In response, the Catholic Diocese of Kansas City asked the women’s Agnes Ward Amberg Club in 1919 to establish a settlement house primarily for the Mexican immigrants. Named after the patron saint of Mexico, the Guadalupe Neighborhood Center provided health care, schooling, and other services to the community’s impoverished families and initially was located in the rectory of the Church of Our Lady of Guadalupe. It moved in 1936 to what is now 1015 Avenida Cesar E. Chavez.
From 1926 to 1944, under the leadership of Dorothy Gallagher, the “Godmother of Guadalupe,” the center expanded its offerings to include English classes, boys’ and girls’ clubs, adult education classes, and home economics. Translators were employed to help residents gain admittance to the city’s General Hospital, apply for jobs, and understand the American legal system. The Guadalupe Center became the neighborhood’s cultural, social, and religious anchor.

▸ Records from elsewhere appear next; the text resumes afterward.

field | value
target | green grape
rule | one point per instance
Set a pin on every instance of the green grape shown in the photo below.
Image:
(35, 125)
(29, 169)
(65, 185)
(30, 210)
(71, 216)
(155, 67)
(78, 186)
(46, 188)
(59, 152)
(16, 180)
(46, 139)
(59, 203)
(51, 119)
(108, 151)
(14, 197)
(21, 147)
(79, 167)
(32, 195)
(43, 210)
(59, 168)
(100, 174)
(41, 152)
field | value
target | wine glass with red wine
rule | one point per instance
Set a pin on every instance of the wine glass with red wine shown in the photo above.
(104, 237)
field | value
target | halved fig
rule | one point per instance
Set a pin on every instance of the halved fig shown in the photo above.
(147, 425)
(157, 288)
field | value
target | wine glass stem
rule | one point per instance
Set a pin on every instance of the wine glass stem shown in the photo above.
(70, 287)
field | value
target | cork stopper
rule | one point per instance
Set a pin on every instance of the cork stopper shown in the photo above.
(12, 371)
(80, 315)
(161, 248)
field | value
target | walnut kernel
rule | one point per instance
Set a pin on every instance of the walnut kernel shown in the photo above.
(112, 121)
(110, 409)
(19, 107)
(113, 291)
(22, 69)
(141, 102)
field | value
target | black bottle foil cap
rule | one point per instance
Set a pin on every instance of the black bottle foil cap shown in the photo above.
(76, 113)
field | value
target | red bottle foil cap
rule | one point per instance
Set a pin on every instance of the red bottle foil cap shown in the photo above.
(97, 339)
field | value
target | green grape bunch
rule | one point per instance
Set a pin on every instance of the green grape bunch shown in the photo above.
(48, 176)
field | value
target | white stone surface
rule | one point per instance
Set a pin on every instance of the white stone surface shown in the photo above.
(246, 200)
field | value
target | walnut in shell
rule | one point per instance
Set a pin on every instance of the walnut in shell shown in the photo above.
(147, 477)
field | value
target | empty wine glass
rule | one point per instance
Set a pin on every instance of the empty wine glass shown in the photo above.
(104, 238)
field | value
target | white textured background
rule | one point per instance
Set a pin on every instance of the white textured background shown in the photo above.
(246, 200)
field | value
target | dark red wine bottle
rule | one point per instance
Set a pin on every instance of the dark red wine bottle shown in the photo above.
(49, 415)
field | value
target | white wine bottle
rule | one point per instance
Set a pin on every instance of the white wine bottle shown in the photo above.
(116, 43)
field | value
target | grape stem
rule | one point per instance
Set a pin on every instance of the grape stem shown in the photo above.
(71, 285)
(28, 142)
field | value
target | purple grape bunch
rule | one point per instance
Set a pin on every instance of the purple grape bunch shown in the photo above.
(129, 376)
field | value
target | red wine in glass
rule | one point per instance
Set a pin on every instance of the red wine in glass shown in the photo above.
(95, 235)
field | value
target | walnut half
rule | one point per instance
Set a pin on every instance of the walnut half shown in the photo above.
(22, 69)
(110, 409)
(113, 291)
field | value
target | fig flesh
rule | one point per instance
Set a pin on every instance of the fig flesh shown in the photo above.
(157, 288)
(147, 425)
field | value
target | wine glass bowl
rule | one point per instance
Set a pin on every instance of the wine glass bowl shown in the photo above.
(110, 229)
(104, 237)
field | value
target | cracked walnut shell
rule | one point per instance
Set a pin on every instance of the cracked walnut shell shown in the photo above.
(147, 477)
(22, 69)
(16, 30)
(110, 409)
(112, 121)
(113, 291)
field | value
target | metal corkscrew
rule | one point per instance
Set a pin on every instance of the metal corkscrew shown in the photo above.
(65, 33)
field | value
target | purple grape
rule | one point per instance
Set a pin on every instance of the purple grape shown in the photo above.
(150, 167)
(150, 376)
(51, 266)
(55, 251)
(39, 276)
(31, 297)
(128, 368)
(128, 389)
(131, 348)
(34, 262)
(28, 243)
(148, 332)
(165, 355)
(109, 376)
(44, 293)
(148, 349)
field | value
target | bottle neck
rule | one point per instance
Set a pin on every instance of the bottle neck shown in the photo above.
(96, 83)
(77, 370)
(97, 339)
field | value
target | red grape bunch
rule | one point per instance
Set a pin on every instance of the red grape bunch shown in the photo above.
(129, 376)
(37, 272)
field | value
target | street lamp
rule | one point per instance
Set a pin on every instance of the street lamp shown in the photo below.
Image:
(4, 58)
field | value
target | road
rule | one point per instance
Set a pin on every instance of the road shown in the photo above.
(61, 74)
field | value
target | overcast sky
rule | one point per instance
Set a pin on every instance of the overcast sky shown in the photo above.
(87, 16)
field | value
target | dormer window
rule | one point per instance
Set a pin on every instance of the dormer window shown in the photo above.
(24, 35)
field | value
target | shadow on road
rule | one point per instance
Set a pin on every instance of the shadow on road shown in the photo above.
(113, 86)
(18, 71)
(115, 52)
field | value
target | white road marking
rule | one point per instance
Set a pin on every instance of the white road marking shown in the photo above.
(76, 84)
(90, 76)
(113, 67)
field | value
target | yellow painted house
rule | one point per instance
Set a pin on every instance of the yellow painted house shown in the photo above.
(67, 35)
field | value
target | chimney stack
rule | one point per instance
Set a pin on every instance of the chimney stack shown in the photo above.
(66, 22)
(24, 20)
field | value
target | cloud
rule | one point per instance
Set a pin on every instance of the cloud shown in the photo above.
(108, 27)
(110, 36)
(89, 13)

Life there from the early to mid-20th century is documented in photographs, newspaper clippings, correspondence, and other materials in the extensive Guadalupe Center Collection, donated by longtime Guadalupe Center Director Dorothy Gallagher and the center and housed in the Kansas City Public Library’s Missouri Valley Special Collections. A selection of those items makes up the Library’s first online exhibit, Latinos in Kansas City: A Westside Scrapbook, and focuses on the more than two-decade period from the end of World War I to America’s entry into World War II.
All photos in the Guadalupe Center Collection can be viewed at kchistory.org.
Founded by the Agnes Ward Amberg Club in 1919, the Guadalupe Center was housed in the rectory (at right) of the Church of Our Lady of Guadalupe until 1936. The church is at left.
A newspaper story on the Guadalupe Center described it as "the center of all the joys, sorrows, problems, loves and hates of this mixed Spanish-Indian people … a place of entertainment, of education, of play and sport, of music, of health service, and of every branch of human activity." Dr. Thomas Draney, in the middle photo, worked in the Child Health Center that opened in 1928.
Dorothy Gallagher, center, served as the Guadalupe Center’s resident director from 1926-1944. Born into a wealthy Kansas City family, she worked without pay, donated generously from the family’s fortune, and became known as the Godmother of Guadalupe. Persons to her left and right are identified as John Long and Addie McKliney.
Dancers and musicians in traditional costume at the October 1936 opening of the Guadalupe Center’s new, Spanish Mission-style facility.
Two women in traditional garb inside the Guadalupe Center’s new facility at what is now 1015 Avenida Cesar E. Chavez.